Étrange, pourtant, car le travail du maître est sans égal : jeu de dégradés purs, minimalisme touchant et efficace, tableaux dynamiques malgré l’ordonnance d’un jeu épuré, réduit à l’évocation la plus stricte de l’idée – et qui fleure bon, ainsi, une certaine esthétique baroque, origines mêmes du genre opératique. Il faut évacuer le surplus émotionnel pour faire éclater un sensible précieux, délicat et complexe – à l’image du poète lui-même qui cherchait à affranchir la scène d’un carcan cathartique devenu trop lourd, pour voir s’épanouir une beauté d’un type impérissable. L’acmé en est la première scène de l’acte III, lieu commun de la rencontre nocturne des amants, qui éclate en un moment de pure poésie, travaillé par des réminiscences médiévales (intervalles « justes » à l’orchestre ; mélodie au ton archaïsant de Mélisande « Mes longs cheveux descendent… » ; référence aux trois saints) et le lourd héritage littéraire conduit par l’ensemble de la situation (Shakespeare, etc.). L’appareil scénique de Wilson et le jeu des artistes touchent ici au summum de sa pureté et de sa justesse.

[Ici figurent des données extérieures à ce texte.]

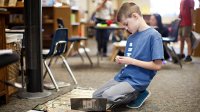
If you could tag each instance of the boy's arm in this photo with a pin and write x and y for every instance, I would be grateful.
(151, 65)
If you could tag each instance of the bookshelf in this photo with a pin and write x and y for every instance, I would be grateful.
(49, 20)
(3, 71)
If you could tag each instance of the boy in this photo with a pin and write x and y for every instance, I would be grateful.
(186, 8)
(143, 57)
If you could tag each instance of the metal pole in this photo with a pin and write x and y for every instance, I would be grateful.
(33, 50)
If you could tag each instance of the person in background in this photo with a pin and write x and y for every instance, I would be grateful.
(186, 8)
(103, 13)
(156, 22)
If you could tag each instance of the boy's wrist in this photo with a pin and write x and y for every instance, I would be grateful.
(133, 61)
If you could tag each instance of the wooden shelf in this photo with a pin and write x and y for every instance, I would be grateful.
(74, 8)
(75, 24)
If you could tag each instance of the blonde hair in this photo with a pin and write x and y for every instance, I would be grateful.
(127, 9)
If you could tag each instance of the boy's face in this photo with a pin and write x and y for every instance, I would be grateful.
(131, 24)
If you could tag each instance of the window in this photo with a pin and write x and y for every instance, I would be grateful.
(168, 9)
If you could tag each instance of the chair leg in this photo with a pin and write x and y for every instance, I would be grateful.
(179, 61)
(87, 55)
(69, 70)
(80, 55)
(70, 48)
(51, 75)
(173, 54)
(45, 73)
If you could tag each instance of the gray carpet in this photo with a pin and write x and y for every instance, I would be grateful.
(172, 90)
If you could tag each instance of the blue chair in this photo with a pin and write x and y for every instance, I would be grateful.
(73, 40)
(58, 49)
(173, 37)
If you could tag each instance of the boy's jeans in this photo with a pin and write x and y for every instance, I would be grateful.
(116, 92)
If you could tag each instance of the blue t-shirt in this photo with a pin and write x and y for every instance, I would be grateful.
(145, 46)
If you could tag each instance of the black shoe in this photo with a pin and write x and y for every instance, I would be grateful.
(181, 56)
(188, 59)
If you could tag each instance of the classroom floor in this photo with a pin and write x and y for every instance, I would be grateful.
(172, 90)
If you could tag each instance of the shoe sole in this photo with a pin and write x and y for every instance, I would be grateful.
(141, 103)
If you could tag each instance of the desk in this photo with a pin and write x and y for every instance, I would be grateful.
(100, 40)
(20, 31)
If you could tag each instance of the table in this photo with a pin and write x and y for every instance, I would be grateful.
(20, 31)
(100, 41)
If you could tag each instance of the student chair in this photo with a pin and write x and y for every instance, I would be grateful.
(173, 37)
(58, 49)
(73, 40)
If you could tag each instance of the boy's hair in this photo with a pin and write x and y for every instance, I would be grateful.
(127, 9)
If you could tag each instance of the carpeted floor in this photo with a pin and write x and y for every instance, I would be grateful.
(172, 90)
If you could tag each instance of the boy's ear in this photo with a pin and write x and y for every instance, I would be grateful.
(135, 15)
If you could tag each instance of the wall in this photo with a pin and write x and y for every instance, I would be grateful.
(143, 4)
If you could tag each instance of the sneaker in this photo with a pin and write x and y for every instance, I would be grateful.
(143, 96)
(188, 59)
(181, 56)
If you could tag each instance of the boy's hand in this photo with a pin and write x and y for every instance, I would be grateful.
(124, 60)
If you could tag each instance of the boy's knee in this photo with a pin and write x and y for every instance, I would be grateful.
(96, 94)
(107, 94)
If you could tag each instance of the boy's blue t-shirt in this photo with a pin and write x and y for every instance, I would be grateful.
(145, 46)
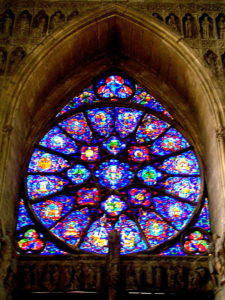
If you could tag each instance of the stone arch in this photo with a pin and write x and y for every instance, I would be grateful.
(69, 58)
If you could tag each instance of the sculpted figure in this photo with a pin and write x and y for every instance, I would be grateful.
(157, 16)
(15, 58)
(211, 59)
(7, 24)
(221, 27)
(188, 27)
(73, 15)
(2, 61)
(5, 255)
(205, 27)
(23, 27)
(40, 24)
(172, 22)
(56, 20)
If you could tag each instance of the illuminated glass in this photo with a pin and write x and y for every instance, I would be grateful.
(113, 160)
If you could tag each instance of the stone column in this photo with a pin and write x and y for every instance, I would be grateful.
(113, 265)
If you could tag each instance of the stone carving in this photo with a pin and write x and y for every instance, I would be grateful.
(157, 16)
(211, 59)
(3, 57)
(73, 15)
(223, 60)
(221, 26)
(113, 265)
(7, 22)
(189, 26)
(15, 58)
(56, 20)
(206, 27)
(23, 24)
(173, 21)
(40, 24)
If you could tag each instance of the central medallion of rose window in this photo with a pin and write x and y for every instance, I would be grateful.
(114, 174)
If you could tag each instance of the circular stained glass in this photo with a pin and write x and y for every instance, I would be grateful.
(117, 163)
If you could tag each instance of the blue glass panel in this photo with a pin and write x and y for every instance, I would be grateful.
(40, 186)
(131, 239)
(55, 139)
(126, 120)
(51, 210)
(51, 249)
(174, 250)
(42, 161)
(78, 174)
(187, 188)
(23, 217)
(171, 141)
(102, 120)
(77, 127)
(149, 175)
(203, 219)
(114, 174)
(176, 212)
(114, 145)
(71, 228)
(114, 86)
(113, 205)
(96, 239)
(150, 129)
(185, 163)
(155, 228)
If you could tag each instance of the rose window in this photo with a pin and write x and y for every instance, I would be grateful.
(115, 159)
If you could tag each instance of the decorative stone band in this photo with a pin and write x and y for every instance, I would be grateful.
(145, 273)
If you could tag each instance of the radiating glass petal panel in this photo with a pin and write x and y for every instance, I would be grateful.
(32, 241)
(176, 212)
(188, 188)
(150, 128)
(126, 120)
(23, 219)
(72, 227)
(42, 161)
(52, 249)
(149, 175)
(40, 186)
(96, 239)
(114, 86)
(170, 142)
(88, 196)
(139, 153)
(55, 139)
(185, 163)
(78, 174)
(114, 174)
(143, 98)
(174, 250)
(102, 120)
(139, 196)
(155, 228)
(77, 127)
(114, 145)
(131, 239)
(113, 205)
(51, 210)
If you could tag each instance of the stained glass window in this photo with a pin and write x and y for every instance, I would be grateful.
(115, 159)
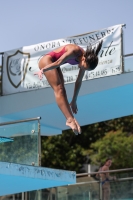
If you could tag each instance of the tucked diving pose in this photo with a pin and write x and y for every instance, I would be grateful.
(49, 65)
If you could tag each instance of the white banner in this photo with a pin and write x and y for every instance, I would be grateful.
(21, 64)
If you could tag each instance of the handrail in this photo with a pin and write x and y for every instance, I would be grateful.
(19, 121)
(131, 54)
(120, 179)
(102, 172)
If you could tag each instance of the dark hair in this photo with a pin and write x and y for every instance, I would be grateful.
(91, 55)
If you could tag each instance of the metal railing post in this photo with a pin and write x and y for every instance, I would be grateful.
(39, 144)
(100, 189)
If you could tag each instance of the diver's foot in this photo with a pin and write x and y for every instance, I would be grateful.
(79, 129)
(73, 124)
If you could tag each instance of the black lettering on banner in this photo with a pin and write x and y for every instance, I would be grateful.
(108, 31)
(85, 39)
(70, 41)
(104, 72)
(103, 34)
(112, 51)
(74, 40)
(97, 73)
(53, 44)
(69, 78)
(97, 36)
(91, 75)
(92, 39)
(42, 47)
(36, 48)
(109, 50)
(81, 40)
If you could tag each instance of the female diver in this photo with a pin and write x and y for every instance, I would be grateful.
(49, 64)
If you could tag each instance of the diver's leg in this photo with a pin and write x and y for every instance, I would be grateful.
(54, 80)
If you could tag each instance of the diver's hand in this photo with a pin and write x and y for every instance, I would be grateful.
(73, 106)
(39, 73)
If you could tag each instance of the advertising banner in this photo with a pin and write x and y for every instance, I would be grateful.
(20, 64)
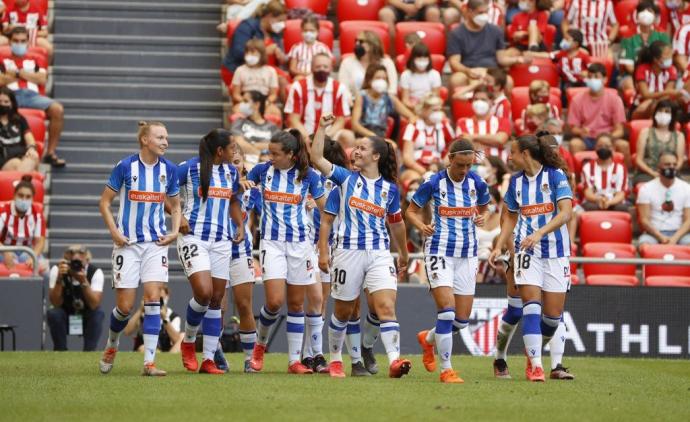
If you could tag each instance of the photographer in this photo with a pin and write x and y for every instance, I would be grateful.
(76, 289)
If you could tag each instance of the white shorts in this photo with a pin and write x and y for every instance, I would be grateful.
(458, 273)
(242, 270)
(140, 262)
(204, 255)
(293, 262)
(551, 274)
(353, 270)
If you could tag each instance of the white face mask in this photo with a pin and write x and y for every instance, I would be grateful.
(480, 107)
(421, 64)
(662, 118)
(436, 117)
(251, 59)
(309, 36)
(379, 85)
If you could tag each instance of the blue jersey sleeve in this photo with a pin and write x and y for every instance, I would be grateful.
(333, 203)
(117, 177)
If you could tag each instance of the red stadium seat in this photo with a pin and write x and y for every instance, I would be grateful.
(523, 74)
(667, 253)
(350, 10)
(293, 33)
(350, 29)
(433, 34)
(610, 251)
(612, 280)
(667, 281)
(520, 99)
(9, 179)
(605, 226)
(316, 6)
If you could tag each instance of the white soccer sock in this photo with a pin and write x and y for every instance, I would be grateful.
(390, 336)
(444, 336)
(336, 338)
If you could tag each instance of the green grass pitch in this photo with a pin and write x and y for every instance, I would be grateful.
(68, 387)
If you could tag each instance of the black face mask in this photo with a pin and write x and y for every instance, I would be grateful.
(360, 51)
(604, 153)
(669, 173)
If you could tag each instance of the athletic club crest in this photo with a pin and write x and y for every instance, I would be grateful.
(480, 335)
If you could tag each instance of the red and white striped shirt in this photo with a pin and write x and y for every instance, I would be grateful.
(309, 101)
(592, 18)
(492, 126)
(429, 142)
(605, 181)
(21, 231)
(303, 53)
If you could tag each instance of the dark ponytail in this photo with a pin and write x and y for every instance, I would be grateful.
(209, 144)
(388, 164)
(291, 141)
(540, 149)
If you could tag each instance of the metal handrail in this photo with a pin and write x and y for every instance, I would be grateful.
(4, 248)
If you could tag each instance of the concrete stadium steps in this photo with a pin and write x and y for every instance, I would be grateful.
(118, 62)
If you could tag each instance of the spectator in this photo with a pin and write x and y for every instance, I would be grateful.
(76, 290)
(420, 78)
(252, 132)
(301, 54)
(594, 112)
(425, 142)
(487, 132)
(268, 25)
(26, 14)
(606, 182)
(655, 78)
(23, 76)
(170, 336)
(596, 20)
(16, 140)
(22, 224)
(647, 13)
(256, 75)
(373, 106)
(477, 45)
(663, 206)
(368, 50)
(661, 138)
(319, 94)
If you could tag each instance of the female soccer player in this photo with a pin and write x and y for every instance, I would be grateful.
(539, 201)
(145, 182)
(460, 198)
(209, 186)
(286, 252)
(361, 256)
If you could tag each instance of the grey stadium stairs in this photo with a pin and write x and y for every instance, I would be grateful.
(118, 62)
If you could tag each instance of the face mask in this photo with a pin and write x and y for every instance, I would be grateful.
(246, 109)
(379, 85)
(436, 117)
(251, 59)
(480, 107)
(360, 51)
(669, 173)
(277, 27)
(645, 17)
(604, 153)
(321, 76)
(662, 118)
(309, 36)
(19, 49)
(421, 64)
(594, 84)
(481, 20)
(22, 205)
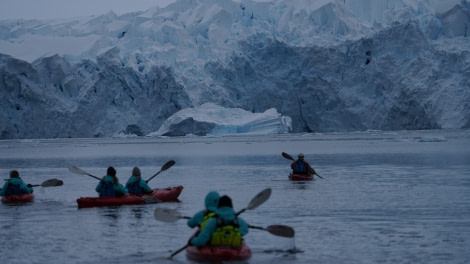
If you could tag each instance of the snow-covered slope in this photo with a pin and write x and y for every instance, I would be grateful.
(330, 65)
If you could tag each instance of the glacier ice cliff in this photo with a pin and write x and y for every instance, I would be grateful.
(329, 65)
(211, 119)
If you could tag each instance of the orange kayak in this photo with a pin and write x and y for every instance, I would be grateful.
(218, 254)
(169, 194)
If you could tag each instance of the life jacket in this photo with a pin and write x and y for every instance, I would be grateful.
(226, 234)
(300, 167)
(107, 189)
(13, 189)
(135, 188)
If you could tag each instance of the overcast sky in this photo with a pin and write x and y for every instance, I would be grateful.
(43, 9)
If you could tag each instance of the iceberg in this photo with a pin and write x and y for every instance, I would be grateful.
(212, 119)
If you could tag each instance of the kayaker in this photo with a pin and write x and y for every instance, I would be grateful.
(200, 218)
(136, 184)
(109, 185)
(224, 229)
(15, 185)
(300, 166)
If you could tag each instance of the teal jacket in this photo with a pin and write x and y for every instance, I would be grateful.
(119, 188)
(17, 181)
(142, 183)
(227, 215)
(211, 201)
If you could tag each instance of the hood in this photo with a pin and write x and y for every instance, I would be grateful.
(212, 200)
(227, 214)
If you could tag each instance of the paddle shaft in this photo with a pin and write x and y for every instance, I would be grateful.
(178, 251)
(287, 156)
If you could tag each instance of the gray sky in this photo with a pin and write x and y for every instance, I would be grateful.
(44, 9)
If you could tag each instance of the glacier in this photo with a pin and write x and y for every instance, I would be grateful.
(213, 120)
(327, 65)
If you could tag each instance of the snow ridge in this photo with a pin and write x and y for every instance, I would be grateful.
(329, 65)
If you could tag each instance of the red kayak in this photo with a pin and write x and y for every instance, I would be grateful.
(218, 254)
(300, 177)
(169, 194)
(18, 199)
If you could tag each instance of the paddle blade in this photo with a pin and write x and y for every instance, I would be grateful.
(167, 165)
(167, 215)
(52, 182)
(287, 156)
(281, 230)
(259, 199)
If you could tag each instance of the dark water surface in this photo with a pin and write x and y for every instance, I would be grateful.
(387, 197)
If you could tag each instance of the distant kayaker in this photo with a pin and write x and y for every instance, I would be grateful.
(224, 229)
(300, 166)
(136, 184)
(202, 217)
(15, 185)
(109, 185)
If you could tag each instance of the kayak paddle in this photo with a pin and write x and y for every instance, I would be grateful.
(165, 167)
(287, 156)
(77, 170)
(49, 183)
(277, 230)
(258, 200)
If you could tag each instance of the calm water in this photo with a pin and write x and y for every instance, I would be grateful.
(387, 197)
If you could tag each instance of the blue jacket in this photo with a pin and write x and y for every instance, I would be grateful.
(144, 186)
(211, 201)
(118, 188)
(227, 215)
(17, 181)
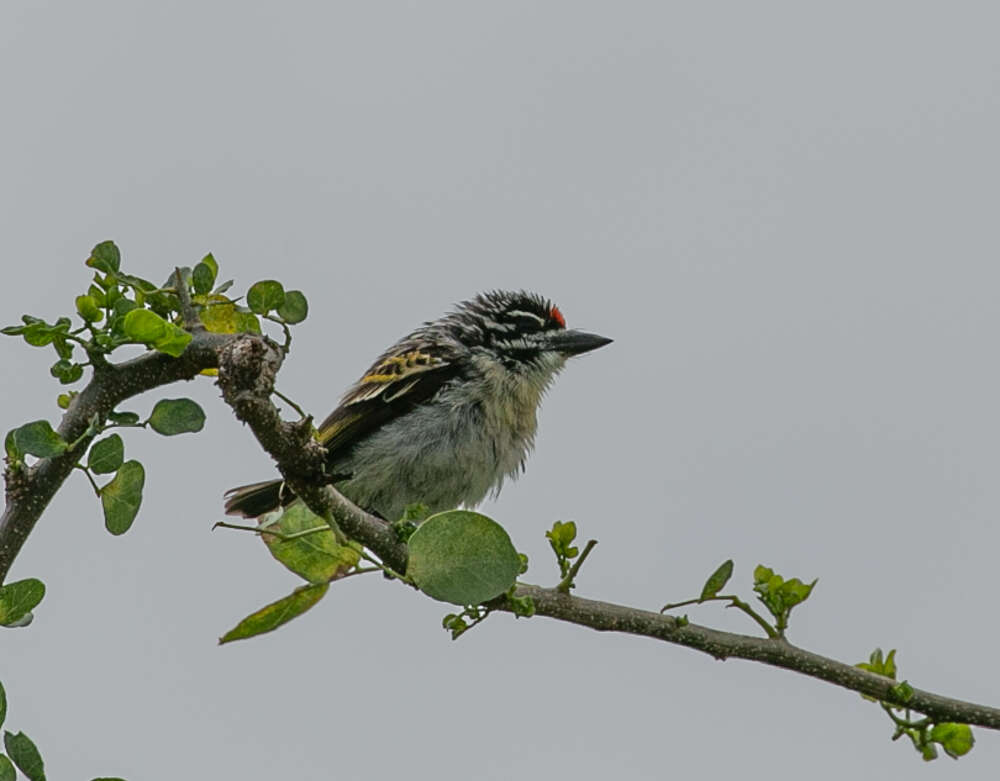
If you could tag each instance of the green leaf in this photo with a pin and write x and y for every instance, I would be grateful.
(176, 416)
(247, 322)
(220, 318)
(99, 296)
(295, 308)
(266, 295)
(122, 496)
(174, 341)
(144, 326)
(522, 607)
(10, 447)
(955, 739)
(717, 580)
(18, 599)
(272, 616)
(561, 537)
(105, 257)
(795, 591)
(38, 439)
(63, 348)
(462, 557)
(209, 260)
(66, 371)
(107, 455)
(88, 309)
(316, 556)
(25, 755)
(203, 276)
(119, 309)
(123, 418)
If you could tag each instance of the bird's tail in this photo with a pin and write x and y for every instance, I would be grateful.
(256, 499)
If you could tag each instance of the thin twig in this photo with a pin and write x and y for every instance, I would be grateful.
(567, 582)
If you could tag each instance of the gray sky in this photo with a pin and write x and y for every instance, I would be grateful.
(784, 214)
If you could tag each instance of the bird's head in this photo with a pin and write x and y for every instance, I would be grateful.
(523, 332)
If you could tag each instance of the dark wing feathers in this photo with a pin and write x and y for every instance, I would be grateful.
(395, 384)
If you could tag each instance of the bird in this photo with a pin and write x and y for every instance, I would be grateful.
(446, 415)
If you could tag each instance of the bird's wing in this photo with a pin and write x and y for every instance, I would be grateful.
(394, 384)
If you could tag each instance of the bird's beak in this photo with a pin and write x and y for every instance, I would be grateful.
(577, 342)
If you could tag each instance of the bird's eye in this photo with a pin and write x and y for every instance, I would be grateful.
(526, 321)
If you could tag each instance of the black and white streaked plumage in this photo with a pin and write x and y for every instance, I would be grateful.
(446, 414)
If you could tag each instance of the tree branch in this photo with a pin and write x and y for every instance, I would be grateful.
(30, 490)
(247, 368)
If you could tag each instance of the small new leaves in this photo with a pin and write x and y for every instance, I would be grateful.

Difficile, cependant, d’être touché-e de manière égale pendant les trois heures de spectacle. Non seulement parce que la proposition de Wilson, entrée au Panthéon virtuel de notre culture, ne surprend finalement plus ; mais aussi parce que cette recréation semble être incertaine quant à certains choix. Avec, par-ci par-là, quelques rondeurs vocales et prononciations hors-sujet (le choix d’Anna Larsson pour cette production est discutable) ainsi qu’un orchestre manquant par moments à renouveler en profondeur sa couleur, la performance peine parfois à s’extirper de son statut d’exercice académique. Au milieu de ces petites hésitations, il faut saluer les fantastiques performances de l’excellente Jodie Devos (le petit Yniold) et Franz-Joseph Selig, interprète de longue date d’Arkel qui offre, là encore, une parfaite interprétation du vieil et mystérieux roi d’Allemonde.

Il faut espérer que le geste, devenu dogme, ne s’étrangle pas plus. On demande finalement moins un statut d’irréprochabilité lisse et inexorable plutôt qu’un scintillement étrange et irrégulier d’où provient ce sentiment profond d’inquiétude existentialiste intrinsèque à l’opéra « Pelléas et Mélisande » : retrouver la magie.